After a California jury sided with the plaintiffs in a Telephone Consumer Protection Act (TCPA) class action against a debt collector, the court entered judgment in the amount of $267 million in damages for the roughly 534,000 calls.
A trio of plaintiffs alleged that Rash Curtis & Associates, a nationwide debt collection company, made the calls using different automatic telephone dialing systems (ATDS). Ignacio Perez, one of the named plaintiffs, said he personally received 14 calls using the Global Connect dialer and an artificial or prerecorded voice even though he never had an account with the defendant, which was trying to collect a debt from a third party.
Last year, the case made headlines after U.S. District Judge Yvonne Gonzales Rogers held that the service of a TCPA complaint operates as a revocation of consent to receive phone calls from the defendant and granted partial summary judgment in favor of the plaintiffs.
In May, a jury sided with the plaintiffs.
In September, the court entered final judgment in favor of the plaintiff and four specific classes for the June 17, 2012, through April 2, 2019, period: persons who received a call on their cellphones from Rash Curtis’ VIC and/or Global Connect dialer and whose number was obtained via skip tracing, persons who received a prerecorded message or robocall on their cellphone number or landline during the same time period and whose number was obtained through skip tracing, and two classes of persons meeting the aforementioned definitions and for whom Rash Curtis never had a debt collection account in their name.
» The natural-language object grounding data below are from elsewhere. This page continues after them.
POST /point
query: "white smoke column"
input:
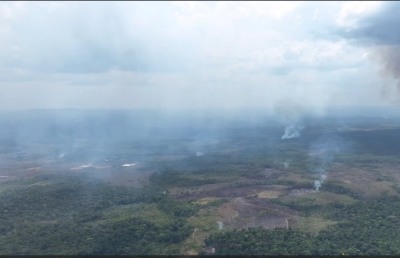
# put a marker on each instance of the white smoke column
(290, 114)
(318, 183)
(292, 131)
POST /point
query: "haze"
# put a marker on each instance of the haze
(196, 55)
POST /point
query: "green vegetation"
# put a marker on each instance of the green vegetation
(366, 227)
(73, 214)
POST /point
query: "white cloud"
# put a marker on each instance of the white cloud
(178, 54)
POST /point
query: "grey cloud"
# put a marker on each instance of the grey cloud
(381, 32)
(381, 28)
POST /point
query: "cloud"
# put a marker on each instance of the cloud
(379, 31)
(180, 55)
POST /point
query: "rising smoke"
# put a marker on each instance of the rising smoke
(290, 114)
(323, 152)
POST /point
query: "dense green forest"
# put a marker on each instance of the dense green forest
(68, 215)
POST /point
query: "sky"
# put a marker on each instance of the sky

The class definitions exclude anyone who had provided their cellphone numbers in an application for credit to a creditor that opened an account with Rash Curtis in the debtor’s name prior to the defendant placing a call.
After the plaintiffs dropped their request for trebled damages, the court ordered that each class member should recover $500 per call for the 534,698 calls, an aggregate award of $267,349,000. Perez was awarded a total of $7,000 for his 14 calls.
The classes and Perez are also entitled to post-judgment interest on the jury’s award at a rate of 2.36 percent per year, Judge Rogers said.
Plaintiffs’ counsel subsequently filed a motion seeking $89 million in attorneys’ fees and costs and a $50,000 service award to Perez from the common fund. How much class members will actually receive is yet to be determined.
To read the final judgment in McMillion v. Rash Curtis & Associates, click here.
Why it matters: The court’s final judgment provides a scary reminder about the potential costs facing TCPA defendants, even without trebled damages.